Transcription-Replication conflicts are linked to histone H3K79 methylation and R-loop dependent nucleosome eviction [BrdUseq]

Transcription-replication conflicts (TRCs) can provoke genome instability. Progressing transcription and replication machineries profoundly impact their underlying chromatin template and thus, conflict sites are vulnerable to chromatin and epigenome alterations. Here, we engineered an inducible TRC reporter system using a genome-integrated R-loop-prone sequence. Using this system, we characterized the dynamic changes of the local chromatin structure inflicted by TRCs, leading to reduced nucleosome occupancy and replication fork blockage. Consequently, inducing a handful TRCs on the genome results in a measurable global replication stress response. We also find a TRC-specific increase in H3K79 methylation at the R-loop forming TRC-site. Accordingly, inhibition of the H3K79 methyltransferase DOT1L leads to increased cellular TRCs and exacerbated DNA damage response, suggesting that deposition of this mark is required for effective detection and resolution of TRCs. Thus, our work highlights the molecular dynamics and reveals specific epigenetic modifiers bookmarking TRC sites, relevant to cancer and other diseases. Overall design: BrdU Immunprecipitation sequencing (BrdU-seq) time course experiment for analysis of nascent DNA replication in synchronized U-2OS Clone#12 cells. G1 cells as well as S-phase released cells for 2h, 4h, 6h, and 8h were analyzed. BrdU was added to the cell culture medium 30 min before harvesting. Cells were treated with 0 or 1 µg/mL Doxycycline. Immunprecipitations were conducted in biological dublicate.

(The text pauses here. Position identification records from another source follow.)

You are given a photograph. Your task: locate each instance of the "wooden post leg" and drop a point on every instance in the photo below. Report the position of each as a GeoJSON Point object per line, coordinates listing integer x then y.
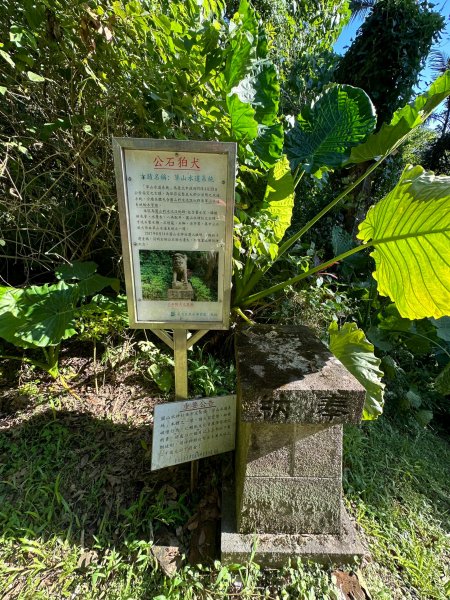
{"type": "Point", "coordinates": [180, 356]}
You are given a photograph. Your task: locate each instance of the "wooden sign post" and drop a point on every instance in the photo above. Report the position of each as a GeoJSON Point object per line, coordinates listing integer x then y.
{"type": "Point", "coordinates": [176, 219]}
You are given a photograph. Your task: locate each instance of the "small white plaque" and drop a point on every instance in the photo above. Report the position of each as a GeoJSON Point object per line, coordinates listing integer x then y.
{"type": "Point", "coordinates": [192, 429]}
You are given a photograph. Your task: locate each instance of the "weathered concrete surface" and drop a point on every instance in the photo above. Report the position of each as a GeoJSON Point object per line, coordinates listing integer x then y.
{"type": "Point", "coordinates": [293, 397]}
{"type": "Point", "coordinates": [289, 505]}
{"type": "Point", "coordinates": [275, 550]}
{"type": "Point", "coordinates": [295, 450]}
{"type": "Point", "coordinates": [286, 375]}
{"type": "Point", "coordinates": [288, 478]}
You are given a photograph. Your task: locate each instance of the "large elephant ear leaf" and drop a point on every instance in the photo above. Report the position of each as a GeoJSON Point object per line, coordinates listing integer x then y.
{"type": "Point", "coordinates": [391, 135]}
{"type": "Point", "coordinates": [350, 346]}
{"type": "Point", "coordinates": [49, 314]}
{"type": "Point", "coordinates": [410, 231]}
{"type": "Point", "coordinates": [324, 133]}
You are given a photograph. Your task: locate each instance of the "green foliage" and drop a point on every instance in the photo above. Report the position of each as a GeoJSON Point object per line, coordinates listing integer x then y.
{"type": "Point", "coordinates": [396, 481]}
{"type": "Point", "coordinates": [356, 353]}
{"type": "Point", "coordinates": [209, 376]}
{"type": "Point", "coordinates": [161, 368]}
{"type": "Point", "coordinates": [202, 291]}
{"type": "Point", "coordinates": [156, 274]}
{"type": "Point", "coordinates": [102, 318]}
{"type": "Point", "coordinates": [415, 363]}
{"type": "Point", "coordinates": [409, 230]}
{"type": "Point", "coordinates": [389, 51]}
{"type": "Point", "coordinates": [43, 316]}
{"type": "Point", "coordinates": [404, 121]}
{"type": "Point", "coordinates": [324, 133]}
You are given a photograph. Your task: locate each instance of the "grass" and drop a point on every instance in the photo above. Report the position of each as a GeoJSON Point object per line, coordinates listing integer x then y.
{"type": "Point", "coordinates": [79, 509]}
{"type": "Point", "coordinates": [397, 484]}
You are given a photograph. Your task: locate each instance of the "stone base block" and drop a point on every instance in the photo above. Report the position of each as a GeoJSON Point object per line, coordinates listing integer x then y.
{"type": "Point", "coordinates": [275, 550]}
{"type": "Point", "coordinates": [290, 505]}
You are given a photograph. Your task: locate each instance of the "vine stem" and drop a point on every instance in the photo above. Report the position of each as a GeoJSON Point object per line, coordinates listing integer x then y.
{"type": "Point", "coordinates": [281, 286]}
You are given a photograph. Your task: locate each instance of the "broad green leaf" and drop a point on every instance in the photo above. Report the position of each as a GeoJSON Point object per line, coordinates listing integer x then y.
{"type": "Point", "coordinates": [243, 123]}
{"type": "Point", "coordinates": [410, 231]}
{"type": "Point", "coordinates": [391, 320]}
{"type": "Point", "coordinates": [279, 198]}
{"type": "Point", "coordinates": [324, 133]}
{"type": "Point", "coordinates": [162, 376]}
{"type": "Point", "coordinates": [268, 145]}
{"type": "Point", "coordinates": [76, 270]}
{"type": "Point", "coordinates": [96, 283]}
{"type": "Point", "coordinates": [379, 338]}
{"type": "Point", "coordinates": [10, 315]}
{"type": "Point", "coordinates": [443, 381]}
{"type": "Point", "coordinates": [243, 44]}
{"type": "Point", "coordinates": [49, 313]}
{"type": "Point", "coordinates": [442, 328]}
{"type": "Point", "coordinates": [391, 135]}
{"type": "Point", "coordinates": [350, 346]}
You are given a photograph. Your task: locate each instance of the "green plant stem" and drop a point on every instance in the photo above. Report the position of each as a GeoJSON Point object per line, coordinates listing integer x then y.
{"type": "Point", "coordinates": [288, 243]}
{"type": "Point", "coordinates": [244, 316]}
{"type": "Point", "coordinates": [282, 285]}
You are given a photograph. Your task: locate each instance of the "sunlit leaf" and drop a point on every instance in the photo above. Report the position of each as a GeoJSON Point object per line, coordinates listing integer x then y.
{"type": "Point", "coordinates": [350, 346]}
{"type": "Point", "coordinates": [443, 381]}
{"type": "Point", "coordinates": [35, 77]}
{"type": "Point", "coordinates": [442, 328]}
{"type": "Point", "coordinates": [410, 230]}
{"type": "Point", "coordinates": [403, 122]}
{"type": "Point", "coordinates": [48, 316]}
{"type": "Point", "coordinates": [279, 198]}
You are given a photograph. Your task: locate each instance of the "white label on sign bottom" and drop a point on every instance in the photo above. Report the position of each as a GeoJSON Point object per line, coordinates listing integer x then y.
{"type": "Point", "coordinates": [192, 429]}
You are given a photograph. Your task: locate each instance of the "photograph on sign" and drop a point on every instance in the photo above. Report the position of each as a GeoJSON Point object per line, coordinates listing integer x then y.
{"type": "Point", "coordinates": [192, 429]}
{"type": "Point", "coordinates": [176, 211]}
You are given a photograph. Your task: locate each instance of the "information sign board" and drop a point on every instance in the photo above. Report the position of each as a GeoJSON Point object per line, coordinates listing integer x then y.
{"type": "Point", "coordinates": [192, 429]}
{"type": "Point", "coordinates": [176, 217]}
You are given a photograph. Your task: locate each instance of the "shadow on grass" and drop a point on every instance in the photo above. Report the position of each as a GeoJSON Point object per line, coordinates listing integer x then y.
{"type": "Point", "coordinates": [74, 476]}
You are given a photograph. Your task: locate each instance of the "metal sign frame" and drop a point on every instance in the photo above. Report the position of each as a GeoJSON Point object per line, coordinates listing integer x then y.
{"type": "Point", "coordinates": [124, 149]}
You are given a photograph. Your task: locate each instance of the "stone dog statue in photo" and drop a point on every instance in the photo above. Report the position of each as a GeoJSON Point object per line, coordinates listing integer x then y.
{"type": "Point", "coordinates": [179, 265]}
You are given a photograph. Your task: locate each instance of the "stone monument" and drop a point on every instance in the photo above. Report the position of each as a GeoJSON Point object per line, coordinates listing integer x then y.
{"type": "Point", "coordinates": [181, 288]}
{"type": "Point", "coordinates": [293, 396]}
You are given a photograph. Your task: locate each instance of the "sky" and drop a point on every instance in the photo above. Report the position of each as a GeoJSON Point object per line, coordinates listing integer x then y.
{"type": "Point", "coordinates": [426, 76]}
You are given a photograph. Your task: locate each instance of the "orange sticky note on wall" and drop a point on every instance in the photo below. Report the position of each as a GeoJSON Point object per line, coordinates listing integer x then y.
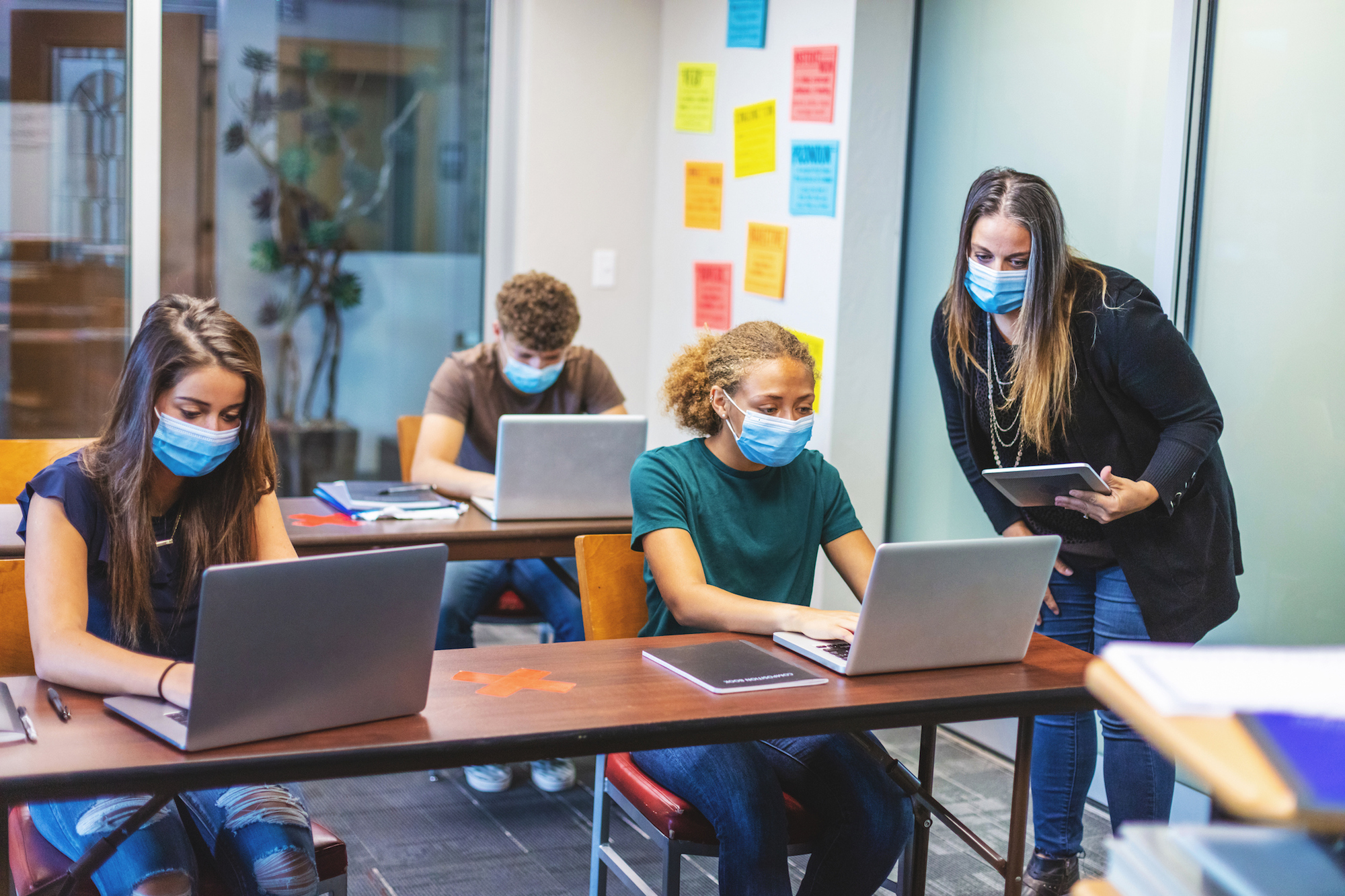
{"type": "Point", "coordinates": [767, 249]}
{"type": "Point", "coordinates": [714, 295]}
{"type": "Point", "coordinates": [704, 194]}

转录-复制冲突（Transcription-replication conflicts, TRCs）可引发基因组不稳定性。进行中的转录与复制机器会对其下游的染色质模板产生显著影响，因此冲突位点极易发生染色质与表观基因组改变。本研究通过基因组整合型易形成R环的序列，构建了可诱导的TRC报告系统。利用该系统，我们解析了TRC介导的局部染色质结构动态变化，该变化可导致核小体占据率降低与复制叉阻滞。进一步研究发现，在基因组中诱导少量TRC即可触发可检测到的全局复制应激反应。我们还观察到，在形成R环的TRC位点上，H3K79甲基化水平呈现TRC特异性升高。相应地，抑制H3K79甲基转移酶DOT1L会使细胞内TRC水平升高，并加剧DNA损伤应答，提示该修饰的沉积对于有效检测和清除TRC是必需的。综上，本研究阐明了TRC的分子动态机制，并鉴定了标记TRC位点的特异性表观遗传调控因子，该发现与癌症及其他疾病密切相关。 实验设计：采用溴脱氧尿苷免疫沉淀测序（BrdU Immunprecipitation sequencing, BrdU-seq）时间序列实验，用于分析同步化U-2OS Clone#12细胞中的新生DNA复制情况。分别对G1期细胞，以及S期释放后2h、4h、6h、8h的细胞进行检测。在收获细胞前30min，向细胞培养基中添加BrdU。细胞分别经0或1 µg/mL多西环素（Doxycycline）处理。免疫沉淀实验设置生物学重复两次。